Это случилось через месяц после свадьбы Чиспаса и Керн. Сантьяго с Аной получили приглашение, но на бракосочетание не пошли, не позвонили и цветов не прислали. Попейе и Тете уже и не пытались их уговаривать. По возвращении из свадебного путешествия они побывали у них, с неимоверными подробностями рассказали о Мексике и США, а потом Попейе повез их в «Подкову» выпить молочных коктейлей. С тех пор они время от времени виделись – то у Сантьяго, то в Сан-Исидро, когда Попейе и Тете отпраздновали там свое новоселье. От них, Савалита, ты узнавал новости: о помолвке Чиспаса, о приготовлениях к свадьбе, о том, что родители собираются в Европу. Попейе с головой ушел в политику, сопровождал Белаунде в предвыборной поездке по стране, а Тете ждала ребенка.

– Чиспас женился в феврале, папа умер в марте, – говорит Сантьяго. – Они как раз собирались в Европу.

– Он в Анконе умер? – говорит Амбросио.

– В Мирафлоресе, – говорит Сантьяго. – В то лето из-за свадьбы Чиспаса они не жили в Анконе. Кажется, только на уик-энды ездили.

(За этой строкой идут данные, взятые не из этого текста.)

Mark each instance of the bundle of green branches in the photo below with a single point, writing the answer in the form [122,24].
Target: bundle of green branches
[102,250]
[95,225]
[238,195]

Это случилось вскоре после того, как у них появился Батуке. Однажды вечером Ана пришла из клиники Дельгадо с обувной коробкой, в которой что-то шевелилось: она открыла ее, и оттуда вывалился белый комок. Это садовник подарил мне, милый, и от всего сердца, так что у нее не хватило духу отказаться. Сначала собачка доставляла одни неприятности, пачкала в комнатах, в кровати, в ванной. Происходили ссоры: когда Ана, чтобы научить проситься, брала щенка за шкирку и тыкала носом в кучку или в лужицу, на его защиту выступал Сантьяго. Если же песик раздирал какую-нибудь книгу и наказывал его Сантьяго, заступалась за Батуке Ана. Но вскоре щенок уже скребся в дверь, просясь погулять. Спал он сначала в кухне, но по ночам так выл и скулил у двери в спальню, что пришлось перенести его подстилку туда, в угол, где стояли туфли Аны и башмаки Сантьяго. Постепенно он отвоевал себе право забираться на кровать. В то утро, Савалита, он залез в корзину с грязным бельем и не мог выбраться, а ты наблюдал за тем, как он уцепился лапами за край корзины, навалился, как корзина накренилась и наконец упала. Батуке замер, потом завилял хвостом, ринулся на волю – в эту минуту ты услышал стук в окно и увидел лицо Попейе.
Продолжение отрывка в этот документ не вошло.